The research in computer vision described in this final report is directed towards the achievement of autonomous vehicle navigation using passive visual sensing. For a modeled environment, we have implemented a navigation system incorporating reactive planning, and based on the identification of known landmarks in the 3D scene. Robust algorithms have been demonstrated for the recovery of pose--the position and orientation of the camera--from model matching between the image and known environment. For an unknown environment, a navigation system has been demonstrated in which image based homing is used to move between neighboring target locations. For a completely unknown environment, multi frame structure from motion algorithms have been developed which use image sequences for the reconstruction of the camera motion and environmental structure.
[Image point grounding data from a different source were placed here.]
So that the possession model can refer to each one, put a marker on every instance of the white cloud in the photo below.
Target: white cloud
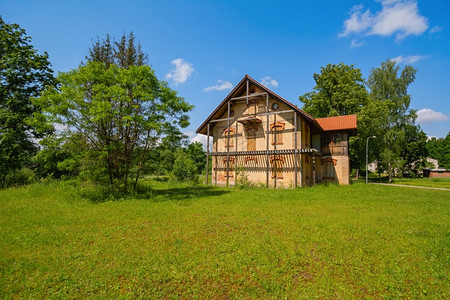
(181, 72)
(410, 59)
(357, 22)
(426, 115)
(222, 85)
(436, 29)
(355, 44)
(269, 81)
(401, 18)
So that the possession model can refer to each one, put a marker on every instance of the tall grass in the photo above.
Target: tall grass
(174, 240)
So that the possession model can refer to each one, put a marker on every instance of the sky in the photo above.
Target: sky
(204, 48)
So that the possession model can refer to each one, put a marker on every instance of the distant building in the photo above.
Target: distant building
(436, 173)
(434, 162)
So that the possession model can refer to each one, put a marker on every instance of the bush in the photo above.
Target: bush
(184, 168)
(19, 177)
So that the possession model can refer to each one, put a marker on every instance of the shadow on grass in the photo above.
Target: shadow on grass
(169, 192)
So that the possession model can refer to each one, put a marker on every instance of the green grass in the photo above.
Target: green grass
(174, 240)
(427, 182)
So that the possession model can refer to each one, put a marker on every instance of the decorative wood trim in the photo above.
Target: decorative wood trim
(250, 158)
(276, 125)
(329, 159)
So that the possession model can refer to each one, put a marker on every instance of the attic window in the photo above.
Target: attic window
(277, 133)
(229, 139)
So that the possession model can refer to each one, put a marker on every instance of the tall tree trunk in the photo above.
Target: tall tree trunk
(141, 162)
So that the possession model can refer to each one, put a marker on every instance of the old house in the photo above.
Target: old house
(259, 136)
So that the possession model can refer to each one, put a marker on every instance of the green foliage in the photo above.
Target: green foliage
(191, 241)
(23, 74)
(439, 148)
(339, 91)
(198, 156)
(184, 168)
(19, 177)
(389, 89)
(120, 110)
(414, 151)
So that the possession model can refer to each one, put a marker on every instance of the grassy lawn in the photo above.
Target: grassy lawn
(182, 241)
(428, 182)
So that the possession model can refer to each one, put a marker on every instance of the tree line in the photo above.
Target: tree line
(382, 106)
(109, 121)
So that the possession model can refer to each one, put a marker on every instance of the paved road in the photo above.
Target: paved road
(413, 186)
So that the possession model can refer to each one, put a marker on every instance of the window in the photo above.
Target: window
(251, 160)
(334, 143)
(251, 138)
(230, 140)
(277, 162)
(231, 166)
(277, 133)
(328, 168)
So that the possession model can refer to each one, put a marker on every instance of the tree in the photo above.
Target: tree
(414, 151)
(23, 74)
(184, 168)
(198, 156)
(339, 91)
(120, 111)
(439, 148)
(125, 53)
(389, 88)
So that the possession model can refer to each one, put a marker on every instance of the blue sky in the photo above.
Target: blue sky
(204, 48)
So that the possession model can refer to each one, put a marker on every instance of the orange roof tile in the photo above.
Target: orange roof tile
(337, 123)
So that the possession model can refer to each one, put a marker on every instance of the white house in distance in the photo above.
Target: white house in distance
(262, 136)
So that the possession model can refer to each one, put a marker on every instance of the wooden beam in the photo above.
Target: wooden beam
(220, 120)
(277, 112)
(295, 147)
(228, 144)
(249, 96)
(267, 141)
(207, 154)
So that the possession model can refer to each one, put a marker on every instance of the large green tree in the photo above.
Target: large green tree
(439, 148)
(339, 91)
(120, 109)
(388, 86)
(23, 74)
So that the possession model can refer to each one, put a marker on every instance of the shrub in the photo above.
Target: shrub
(184, 168)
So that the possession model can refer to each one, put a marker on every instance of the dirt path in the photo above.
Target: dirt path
(413, 186)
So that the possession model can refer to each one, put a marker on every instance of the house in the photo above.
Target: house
(436, 173)
(270, 141)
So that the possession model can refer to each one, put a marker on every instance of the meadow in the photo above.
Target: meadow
(174, 240)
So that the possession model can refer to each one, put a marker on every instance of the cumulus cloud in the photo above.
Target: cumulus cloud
(436, 29)
(410, 59)
(181, 72)
(399, 17)
(426, 115)
(220, 86)
(269, 81)
(356, 44)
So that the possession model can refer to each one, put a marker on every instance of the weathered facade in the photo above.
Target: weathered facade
(262, 138)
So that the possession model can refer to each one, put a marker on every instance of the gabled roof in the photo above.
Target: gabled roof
(321, 124)
(216, 112)
(338, 123)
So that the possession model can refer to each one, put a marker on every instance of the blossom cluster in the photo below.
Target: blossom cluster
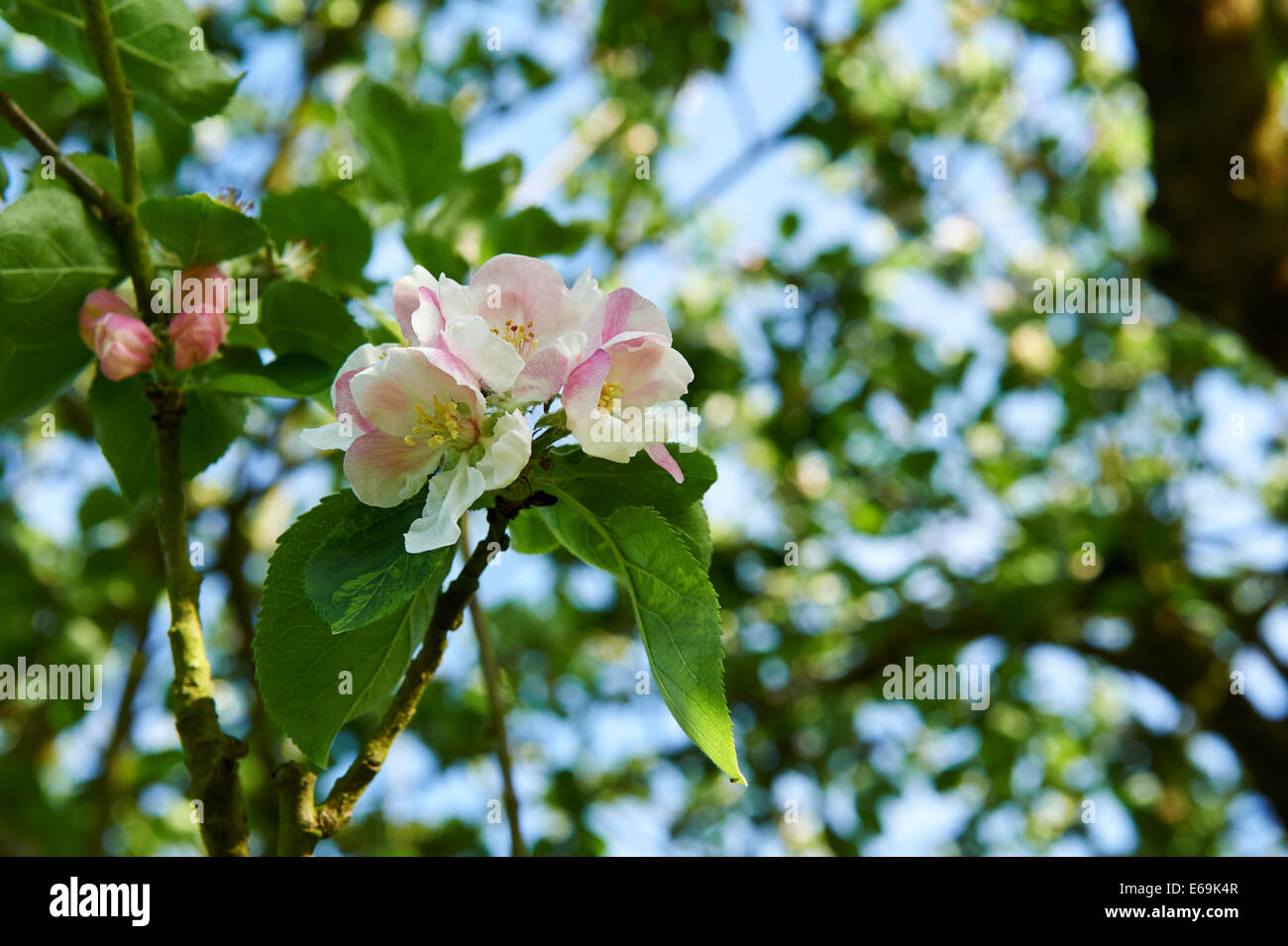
(450, 400)
(127, 347)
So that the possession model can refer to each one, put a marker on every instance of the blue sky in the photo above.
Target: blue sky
(715, 117)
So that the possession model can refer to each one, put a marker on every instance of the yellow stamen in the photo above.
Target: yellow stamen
(608, 394)
(439, 425)
(519, 335)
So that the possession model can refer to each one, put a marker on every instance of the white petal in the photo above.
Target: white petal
(451, 493)
(362, 357)
(506, 452)
(494, 361)
(329, 437)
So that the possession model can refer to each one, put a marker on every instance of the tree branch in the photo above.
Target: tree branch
(120, 106)
(492, 683)
(449, 611)
(210, 755)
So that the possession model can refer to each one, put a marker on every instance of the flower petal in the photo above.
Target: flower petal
(329, 437)
(410, 291)
(492, 360)
(387, 391)
(506, 451)
(522, 288)
(548, 369)
(384, 470)
(451, 493)
(627, 312)
(648, 372)
(581, 391)
(662, 457)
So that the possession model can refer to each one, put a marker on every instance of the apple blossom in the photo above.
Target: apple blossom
(413, 413)
(123, 343)
(516, 326)
(625, 395)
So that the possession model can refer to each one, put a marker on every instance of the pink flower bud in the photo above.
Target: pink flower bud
(124, 345)
(200, 328)
(98, 304)
(196, 335)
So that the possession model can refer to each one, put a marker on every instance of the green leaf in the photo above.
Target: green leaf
(124, 430)
(675, 606)
(294, 374)
(362, 572)
(413, 149)
(198, 229)
(531, 536)
(98, 167)
(436, 255)
(299, 661)
(532, 232)
(603, 485)
(154, 39)
(101, 504)
(329, 224)
(692, 524)
(297, 317)
(52, 255)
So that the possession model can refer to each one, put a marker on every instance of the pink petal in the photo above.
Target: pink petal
(387, 391)
(648, 372)
(346, 404)
(524, 289)
(542, 377)
(626, 310)
(581, 391)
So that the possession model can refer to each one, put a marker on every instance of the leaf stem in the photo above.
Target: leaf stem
(120, 106)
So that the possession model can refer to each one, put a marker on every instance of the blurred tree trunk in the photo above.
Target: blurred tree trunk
(1211, 72)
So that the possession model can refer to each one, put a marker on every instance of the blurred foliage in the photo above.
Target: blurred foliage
(824, 413)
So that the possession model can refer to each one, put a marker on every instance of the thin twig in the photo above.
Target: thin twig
(120, 107)
(449, 611)
(492, 683)
(209, 753)
(84, 187)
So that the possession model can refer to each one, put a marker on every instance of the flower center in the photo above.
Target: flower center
(519, 335)
(609, 392)
(439, 425)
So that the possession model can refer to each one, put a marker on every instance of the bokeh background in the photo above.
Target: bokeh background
(888, 412)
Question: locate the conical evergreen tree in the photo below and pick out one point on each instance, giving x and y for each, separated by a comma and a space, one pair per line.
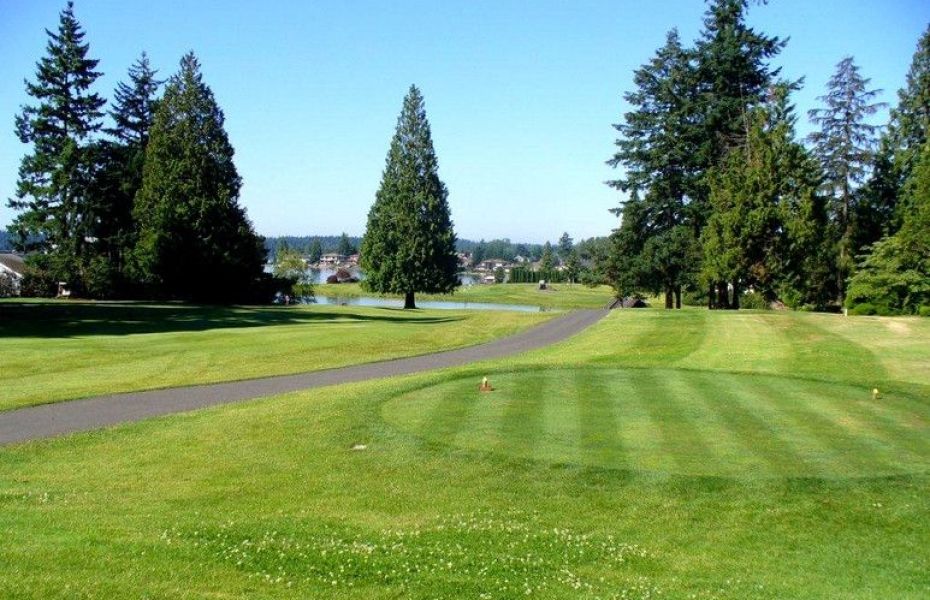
134, 104
54, 180
119, 176
658, 151
195, 241
409, 244
845, 146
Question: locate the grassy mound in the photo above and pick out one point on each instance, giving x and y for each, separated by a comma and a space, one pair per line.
676, 422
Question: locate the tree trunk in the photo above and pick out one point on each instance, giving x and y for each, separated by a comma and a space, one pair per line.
408, 301
723, 300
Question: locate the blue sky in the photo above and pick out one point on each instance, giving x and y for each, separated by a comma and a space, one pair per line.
520, 95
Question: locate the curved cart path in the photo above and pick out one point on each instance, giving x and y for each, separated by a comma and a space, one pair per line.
49, 420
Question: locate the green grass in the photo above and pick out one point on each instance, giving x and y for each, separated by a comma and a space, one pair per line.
53, 351
671, 455
558, 296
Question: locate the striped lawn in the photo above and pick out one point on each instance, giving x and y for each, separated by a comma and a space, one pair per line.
676, 421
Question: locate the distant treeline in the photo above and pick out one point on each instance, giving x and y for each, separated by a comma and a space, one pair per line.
480, 250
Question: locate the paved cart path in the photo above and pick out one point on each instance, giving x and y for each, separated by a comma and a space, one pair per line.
49, 420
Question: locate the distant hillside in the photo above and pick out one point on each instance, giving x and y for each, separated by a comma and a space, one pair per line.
500, 248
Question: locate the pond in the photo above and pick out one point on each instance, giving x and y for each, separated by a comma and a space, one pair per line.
318, 276
441, 304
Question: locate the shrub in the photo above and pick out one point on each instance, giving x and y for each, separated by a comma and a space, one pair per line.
866, 308
753, 300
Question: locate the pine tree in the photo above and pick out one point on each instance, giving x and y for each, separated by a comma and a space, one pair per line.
881, 208
409, 244
734, 77
119, 174
547, 261
345, 246
52, 193
895, 277
657, 149
315, 253
845, 145
566, 245
195, 241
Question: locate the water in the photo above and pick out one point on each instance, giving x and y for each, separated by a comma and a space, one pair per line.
441, 304
318, 276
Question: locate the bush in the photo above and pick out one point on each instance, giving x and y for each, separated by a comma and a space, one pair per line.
753, 300
866, 308
7, 285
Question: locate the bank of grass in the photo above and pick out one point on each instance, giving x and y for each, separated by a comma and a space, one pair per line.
557, 296
676, 455
62, 350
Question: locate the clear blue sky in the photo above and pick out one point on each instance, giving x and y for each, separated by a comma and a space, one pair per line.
521, 95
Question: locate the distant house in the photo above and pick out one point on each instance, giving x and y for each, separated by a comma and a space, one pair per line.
492, 264
332, 259
12, 267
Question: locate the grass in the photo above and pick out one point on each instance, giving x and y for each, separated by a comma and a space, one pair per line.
674, 455
53, 351
558, 296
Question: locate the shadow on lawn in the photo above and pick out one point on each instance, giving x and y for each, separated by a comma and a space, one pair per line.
59, 319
In a partially modeled environment, the combination of pose recovery with triangulation over image sequences yields a robust, accurate algorithm for incremental acquisition of a 3D scene model. Lastly, a new framework for obstacle detection from motion has been developed and demonstrated experimentally. In the area of static image interpretation and object recognition, research has been done on perceptual organization, invariant features, 3D reconstruction, and the automatic learning of strategies for object recognition. We have developed a new approach to distinguishing figure from ground, a prerequisite for obstacle detection, based on perceptual grouping techniques.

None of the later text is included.